Passiena banded wolf spider

Scientific classification
- Kingdom: Animalia
- Phylum: Arthropoda
- Subphylum: Chelicerata
- Class: Arachnida
- Order: Araneae
- Infraorder: Araneomorphae
- Family: Lycosidae
- Genus: Passiena
- Species: P. auberti
- Binomial name: Passiena auberti (Simon, 1898)
- Synonyms: Pardosa auberti Simon, 1898 ;

= Passiena auberti =

- Authority: (Simon, 1898)

Species of spider

Passiena auberti is a species of spider in the family Lycosidae. It is endemic to South Africa and is commonly known as the Passiena banded wolf spider.

==Distribution==

Passiena auberti is found in South Africa, where it is known from the provinces Gauteng and Limpopo.

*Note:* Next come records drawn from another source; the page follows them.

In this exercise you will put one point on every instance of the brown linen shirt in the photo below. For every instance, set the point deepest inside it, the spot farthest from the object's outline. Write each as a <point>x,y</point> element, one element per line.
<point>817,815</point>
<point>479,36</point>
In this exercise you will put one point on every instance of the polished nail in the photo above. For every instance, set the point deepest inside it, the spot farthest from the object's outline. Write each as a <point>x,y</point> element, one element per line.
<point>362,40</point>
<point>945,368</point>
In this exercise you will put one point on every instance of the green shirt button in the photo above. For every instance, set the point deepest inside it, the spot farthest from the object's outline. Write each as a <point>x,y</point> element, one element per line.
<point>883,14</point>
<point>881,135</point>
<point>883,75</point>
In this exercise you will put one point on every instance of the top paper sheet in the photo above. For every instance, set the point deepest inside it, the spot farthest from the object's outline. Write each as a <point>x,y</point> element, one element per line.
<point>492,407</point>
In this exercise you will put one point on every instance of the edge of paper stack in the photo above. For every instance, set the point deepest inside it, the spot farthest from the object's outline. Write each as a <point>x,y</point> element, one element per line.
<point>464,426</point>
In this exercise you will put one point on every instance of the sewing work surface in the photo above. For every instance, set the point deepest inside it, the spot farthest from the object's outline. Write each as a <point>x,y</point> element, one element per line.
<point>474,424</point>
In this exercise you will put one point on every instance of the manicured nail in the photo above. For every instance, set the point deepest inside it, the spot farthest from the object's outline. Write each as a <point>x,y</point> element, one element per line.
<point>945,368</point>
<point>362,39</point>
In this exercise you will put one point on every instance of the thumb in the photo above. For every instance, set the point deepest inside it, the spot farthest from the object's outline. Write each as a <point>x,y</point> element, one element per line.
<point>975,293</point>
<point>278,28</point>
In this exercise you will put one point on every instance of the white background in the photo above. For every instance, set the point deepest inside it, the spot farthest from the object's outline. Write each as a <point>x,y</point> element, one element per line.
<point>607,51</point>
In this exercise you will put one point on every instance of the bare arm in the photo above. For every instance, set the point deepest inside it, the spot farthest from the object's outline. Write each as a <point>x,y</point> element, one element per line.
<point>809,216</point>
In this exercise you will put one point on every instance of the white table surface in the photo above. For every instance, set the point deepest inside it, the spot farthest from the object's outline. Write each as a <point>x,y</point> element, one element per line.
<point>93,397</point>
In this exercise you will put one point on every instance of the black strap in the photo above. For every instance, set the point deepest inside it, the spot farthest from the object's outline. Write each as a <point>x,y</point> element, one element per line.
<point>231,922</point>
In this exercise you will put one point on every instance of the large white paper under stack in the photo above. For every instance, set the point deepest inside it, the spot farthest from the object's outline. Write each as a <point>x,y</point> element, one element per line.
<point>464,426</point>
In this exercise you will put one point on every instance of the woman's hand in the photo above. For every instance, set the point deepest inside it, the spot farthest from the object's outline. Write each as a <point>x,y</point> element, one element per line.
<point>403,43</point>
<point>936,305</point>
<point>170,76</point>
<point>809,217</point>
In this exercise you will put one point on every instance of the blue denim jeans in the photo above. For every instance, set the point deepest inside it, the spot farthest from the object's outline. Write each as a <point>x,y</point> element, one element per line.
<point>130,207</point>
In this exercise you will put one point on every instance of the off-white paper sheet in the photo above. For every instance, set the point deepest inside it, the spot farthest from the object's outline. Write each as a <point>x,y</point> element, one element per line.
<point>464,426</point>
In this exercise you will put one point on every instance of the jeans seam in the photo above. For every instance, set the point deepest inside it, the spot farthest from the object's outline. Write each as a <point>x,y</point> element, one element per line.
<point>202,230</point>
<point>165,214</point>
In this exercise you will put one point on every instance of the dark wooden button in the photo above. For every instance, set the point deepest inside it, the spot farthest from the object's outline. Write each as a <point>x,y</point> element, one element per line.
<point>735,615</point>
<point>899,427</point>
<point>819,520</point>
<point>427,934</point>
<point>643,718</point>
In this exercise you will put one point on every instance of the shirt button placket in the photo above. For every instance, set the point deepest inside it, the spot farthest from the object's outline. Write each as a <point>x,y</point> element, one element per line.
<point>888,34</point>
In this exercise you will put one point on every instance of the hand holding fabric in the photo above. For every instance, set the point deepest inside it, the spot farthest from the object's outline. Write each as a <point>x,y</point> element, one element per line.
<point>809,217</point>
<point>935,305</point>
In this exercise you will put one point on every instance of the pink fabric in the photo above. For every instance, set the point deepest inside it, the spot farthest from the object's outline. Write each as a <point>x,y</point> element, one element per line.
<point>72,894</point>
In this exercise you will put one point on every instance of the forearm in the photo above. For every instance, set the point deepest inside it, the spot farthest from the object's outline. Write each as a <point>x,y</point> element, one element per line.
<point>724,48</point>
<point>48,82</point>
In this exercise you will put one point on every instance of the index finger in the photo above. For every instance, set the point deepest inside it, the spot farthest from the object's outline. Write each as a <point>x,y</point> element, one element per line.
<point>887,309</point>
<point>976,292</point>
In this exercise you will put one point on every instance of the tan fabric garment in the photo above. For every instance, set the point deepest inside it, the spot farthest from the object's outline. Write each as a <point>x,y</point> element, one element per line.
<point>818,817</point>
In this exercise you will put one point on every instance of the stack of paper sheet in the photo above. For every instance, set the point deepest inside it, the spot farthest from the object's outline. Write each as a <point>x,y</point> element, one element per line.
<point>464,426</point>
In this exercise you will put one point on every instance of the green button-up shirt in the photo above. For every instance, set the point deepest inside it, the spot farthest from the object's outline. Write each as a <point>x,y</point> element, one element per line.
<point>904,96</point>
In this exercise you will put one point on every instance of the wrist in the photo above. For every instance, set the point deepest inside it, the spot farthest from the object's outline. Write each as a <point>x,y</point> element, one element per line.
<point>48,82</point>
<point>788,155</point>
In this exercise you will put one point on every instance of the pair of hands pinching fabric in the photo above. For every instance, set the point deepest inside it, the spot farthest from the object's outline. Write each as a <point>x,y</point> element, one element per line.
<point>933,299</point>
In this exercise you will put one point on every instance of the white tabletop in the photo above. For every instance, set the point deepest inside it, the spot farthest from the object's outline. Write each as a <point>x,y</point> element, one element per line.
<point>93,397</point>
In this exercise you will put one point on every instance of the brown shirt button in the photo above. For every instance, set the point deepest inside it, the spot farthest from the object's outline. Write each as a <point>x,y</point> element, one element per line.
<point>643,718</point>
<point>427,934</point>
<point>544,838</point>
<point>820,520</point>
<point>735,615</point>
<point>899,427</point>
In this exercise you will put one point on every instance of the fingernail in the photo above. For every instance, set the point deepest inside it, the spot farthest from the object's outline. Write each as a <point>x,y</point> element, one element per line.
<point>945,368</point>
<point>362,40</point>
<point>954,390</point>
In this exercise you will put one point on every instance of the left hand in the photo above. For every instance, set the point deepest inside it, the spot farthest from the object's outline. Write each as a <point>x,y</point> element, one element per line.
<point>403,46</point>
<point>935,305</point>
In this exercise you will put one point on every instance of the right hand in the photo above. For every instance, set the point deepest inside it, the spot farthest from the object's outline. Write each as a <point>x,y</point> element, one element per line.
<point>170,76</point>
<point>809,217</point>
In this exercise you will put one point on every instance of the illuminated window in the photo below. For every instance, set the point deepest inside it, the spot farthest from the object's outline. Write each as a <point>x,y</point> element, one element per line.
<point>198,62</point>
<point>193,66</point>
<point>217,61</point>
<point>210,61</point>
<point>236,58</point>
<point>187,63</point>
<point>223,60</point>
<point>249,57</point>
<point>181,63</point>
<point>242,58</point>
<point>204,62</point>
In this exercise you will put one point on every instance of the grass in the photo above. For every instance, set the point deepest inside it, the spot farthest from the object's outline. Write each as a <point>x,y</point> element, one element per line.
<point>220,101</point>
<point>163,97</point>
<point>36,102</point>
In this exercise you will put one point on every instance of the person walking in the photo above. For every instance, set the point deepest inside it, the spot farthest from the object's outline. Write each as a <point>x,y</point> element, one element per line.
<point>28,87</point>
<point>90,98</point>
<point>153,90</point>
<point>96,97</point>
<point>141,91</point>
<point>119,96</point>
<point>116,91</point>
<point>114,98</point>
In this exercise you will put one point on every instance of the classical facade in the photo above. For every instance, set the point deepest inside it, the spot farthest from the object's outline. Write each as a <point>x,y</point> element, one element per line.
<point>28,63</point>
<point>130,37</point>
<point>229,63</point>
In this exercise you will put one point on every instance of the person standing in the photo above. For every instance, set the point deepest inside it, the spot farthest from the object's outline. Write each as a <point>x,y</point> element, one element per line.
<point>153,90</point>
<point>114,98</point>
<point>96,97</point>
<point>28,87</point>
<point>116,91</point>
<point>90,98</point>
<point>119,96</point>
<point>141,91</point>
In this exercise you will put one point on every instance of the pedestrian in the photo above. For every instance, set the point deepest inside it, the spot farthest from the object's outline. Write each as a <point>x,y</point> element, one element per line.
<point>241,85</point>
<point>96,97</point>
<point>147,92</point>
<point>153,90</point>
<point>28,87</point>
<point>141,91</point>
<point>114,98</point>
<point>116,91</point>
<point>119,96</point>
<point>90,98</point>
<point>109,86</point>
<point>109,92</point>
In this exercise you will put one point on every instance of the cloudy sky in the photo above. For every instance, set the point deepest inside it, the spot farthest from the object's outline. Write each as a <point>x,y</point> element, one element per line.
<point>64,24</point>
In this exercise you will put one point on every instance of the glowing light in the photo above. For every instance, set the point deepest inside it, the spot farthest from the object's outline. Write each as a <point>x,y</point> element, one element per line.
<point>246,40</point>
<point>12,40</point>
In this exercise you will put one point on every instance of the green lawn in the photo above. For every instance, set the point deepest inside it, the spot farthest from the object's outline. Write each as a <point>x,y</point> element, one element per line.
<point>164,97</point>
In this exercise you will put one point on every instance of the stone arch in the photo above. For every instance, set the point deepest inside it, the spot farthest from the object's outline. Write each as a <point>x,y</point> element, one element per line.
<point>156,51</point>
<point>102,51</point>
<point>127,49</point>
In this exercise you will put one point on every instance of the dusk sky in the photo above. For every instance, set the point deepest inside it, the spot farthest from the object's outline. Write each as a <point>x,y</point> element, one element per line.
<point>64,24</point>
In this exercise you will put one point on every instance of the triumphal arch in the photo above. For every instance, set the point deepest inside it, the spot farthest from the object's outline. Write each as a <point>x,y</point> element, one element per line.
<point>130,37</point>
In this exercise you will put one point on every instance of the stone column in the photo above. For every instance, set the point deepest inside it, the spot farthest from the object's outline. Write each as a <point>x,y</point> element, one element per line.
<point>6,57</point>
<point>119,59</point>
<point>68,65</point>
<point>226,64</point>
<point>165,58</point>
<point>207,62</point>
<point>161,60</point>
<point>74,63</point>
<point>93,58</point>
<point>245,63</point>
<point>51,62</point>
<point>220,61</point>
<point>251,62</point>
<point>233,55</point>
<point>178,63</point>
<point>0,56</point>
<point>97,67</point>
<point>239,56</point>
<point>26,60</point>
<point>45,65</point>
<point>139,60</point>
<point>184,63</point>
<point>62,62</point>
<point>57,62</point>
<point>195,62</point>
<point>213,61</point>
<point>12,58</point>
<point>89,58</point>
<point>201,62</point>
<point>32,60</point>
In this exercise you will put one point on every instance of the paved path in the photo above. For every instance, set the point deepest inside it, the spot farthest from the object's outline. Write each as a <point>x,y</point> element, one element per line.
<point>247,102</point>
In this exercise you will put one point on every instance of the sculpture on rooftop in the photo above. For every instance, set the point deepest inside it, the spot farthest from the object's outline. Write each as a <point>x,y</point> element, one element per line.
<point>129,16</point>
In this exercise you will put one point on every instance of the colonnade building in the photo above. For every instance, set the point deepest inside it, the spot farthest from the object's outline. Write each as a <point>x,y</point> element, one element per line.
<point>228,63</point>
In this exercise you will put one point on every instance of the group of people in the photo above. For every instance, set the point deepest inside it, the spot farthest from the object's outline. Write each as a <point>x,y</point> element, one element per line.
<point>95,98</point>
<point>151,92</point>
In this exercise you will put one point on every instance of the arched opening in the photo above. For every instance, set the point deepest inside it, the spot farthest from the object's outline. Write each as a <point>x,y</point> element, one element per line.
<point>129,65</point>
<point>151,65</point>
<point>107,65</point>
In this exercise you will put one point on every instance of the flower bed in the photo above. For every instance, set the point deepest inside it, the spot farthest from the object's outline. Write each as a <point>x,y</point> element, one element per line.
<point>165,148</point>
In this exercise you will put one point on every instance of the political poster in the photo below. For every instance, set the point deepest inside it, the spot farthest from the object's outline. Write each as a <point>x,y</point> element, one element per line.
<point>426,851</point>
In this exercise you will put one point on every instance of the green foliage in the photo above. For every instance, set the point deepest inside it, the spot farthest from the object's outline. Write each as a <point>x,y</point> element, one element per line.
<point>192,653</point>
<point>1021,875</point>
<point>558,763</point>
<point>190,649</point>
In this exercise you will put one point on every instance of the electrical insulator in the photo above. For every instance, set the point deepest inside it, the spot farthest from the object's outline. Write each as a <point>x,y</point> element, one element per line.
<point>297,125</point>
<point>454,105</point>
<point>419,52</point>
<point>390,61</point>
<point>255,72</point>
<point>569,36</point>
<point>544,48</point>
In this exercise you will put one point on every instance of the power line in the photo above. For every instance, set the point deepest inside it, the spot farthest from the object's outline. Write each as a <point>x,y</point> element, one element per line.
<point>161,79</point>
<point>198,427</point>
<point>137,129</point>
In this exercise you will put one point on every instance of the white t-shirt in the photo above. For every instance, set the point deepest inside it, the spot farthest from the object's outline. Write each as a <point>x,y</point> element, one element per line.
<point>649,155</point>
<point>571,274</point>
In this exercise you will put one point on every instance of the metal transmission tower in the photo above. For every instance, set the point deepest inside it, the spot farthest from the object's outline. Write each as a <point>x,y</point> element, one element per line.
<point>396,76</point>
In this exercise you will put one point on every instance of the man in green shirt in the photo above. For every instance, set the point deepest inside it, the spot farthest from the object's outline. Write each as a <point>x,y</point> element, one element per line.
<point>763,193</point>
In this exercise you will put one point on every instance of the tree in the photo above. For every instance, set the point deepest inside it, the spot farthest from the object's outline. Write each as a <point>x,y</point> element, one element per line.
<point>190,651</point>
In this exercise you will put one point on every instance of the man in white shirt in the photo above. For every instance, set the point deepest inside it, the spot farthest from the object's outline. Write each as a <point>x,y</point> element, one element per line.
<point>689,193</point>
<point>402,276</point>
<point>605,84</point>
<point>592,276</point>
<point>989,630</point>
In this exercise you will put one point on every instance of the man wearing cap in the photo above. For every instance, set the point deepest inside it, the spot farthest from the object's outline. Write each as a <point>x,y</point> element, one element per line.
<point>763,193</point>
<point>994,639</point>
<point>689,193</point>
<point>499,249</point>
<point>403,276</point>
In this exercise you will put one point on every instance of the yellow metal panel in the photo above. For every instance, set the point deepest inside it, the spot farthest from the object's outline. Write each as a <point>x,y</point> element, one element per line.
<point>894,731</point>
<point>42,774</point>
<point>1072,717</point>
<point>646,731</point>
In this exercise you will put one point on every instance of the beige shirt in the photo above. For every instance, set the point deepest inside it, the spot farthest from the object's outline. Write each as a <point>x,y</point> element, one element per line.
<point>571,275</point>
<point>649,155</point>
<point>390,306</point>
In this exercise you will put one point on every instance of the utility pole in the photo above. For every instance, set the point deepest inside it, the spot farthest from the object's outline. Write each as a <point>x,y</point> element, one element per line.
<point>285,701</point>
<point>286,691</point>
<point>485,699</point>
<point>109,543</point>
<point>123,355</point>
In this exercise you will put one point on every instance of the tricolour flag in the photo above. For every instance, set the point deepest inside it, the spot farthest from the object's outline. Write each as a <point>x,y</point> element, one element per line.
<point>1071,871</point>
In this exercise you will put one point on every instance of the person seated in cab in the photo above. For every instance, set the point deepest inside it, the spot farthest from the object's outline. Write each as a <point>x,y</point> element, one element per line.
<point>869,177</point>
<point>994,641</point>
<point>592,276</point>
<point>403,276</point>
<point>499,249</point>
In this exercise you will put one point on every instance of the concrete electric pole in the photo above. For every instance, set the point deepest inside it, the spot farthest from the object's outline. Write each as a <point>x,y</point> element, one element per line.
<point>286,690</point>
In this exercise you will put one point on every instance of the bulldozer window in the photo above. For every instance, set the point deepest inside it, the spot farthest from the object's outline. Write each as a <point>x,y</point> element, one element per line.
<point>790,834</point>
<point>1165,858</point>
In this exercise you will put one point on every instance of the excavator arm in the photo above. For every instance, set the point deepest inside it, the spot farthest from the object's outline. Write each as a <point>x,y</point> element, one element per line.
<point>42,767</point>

The species was originally described from Makapan and has also been recorded from Pretoria North.

==Habitat and ecology==
Passiena auberti is a fast running ground spider sampled from the Savanna biome at 1,599 m above sea level.

==Conservation==
Passiena auberti is listed as Data Deficient for Taxonomic reasons by the South African National Biodiversity Institute. The species is known only from females, and additional sampling is needed to collect males and determine the full range of the species.

==Taxonomy==
Passiena auberti was originally described by Eugène Simon in 1898 as Pardosa auberti from Makapan in Limpopo. The species was reviewed by Roewer in 1959 and is known only from females. According to Lehtinen in 2005, the species is misplaced in the genus Passiena and its taxonomic status remains uncertain pending revisional studies of the main African groups of wolf spiders.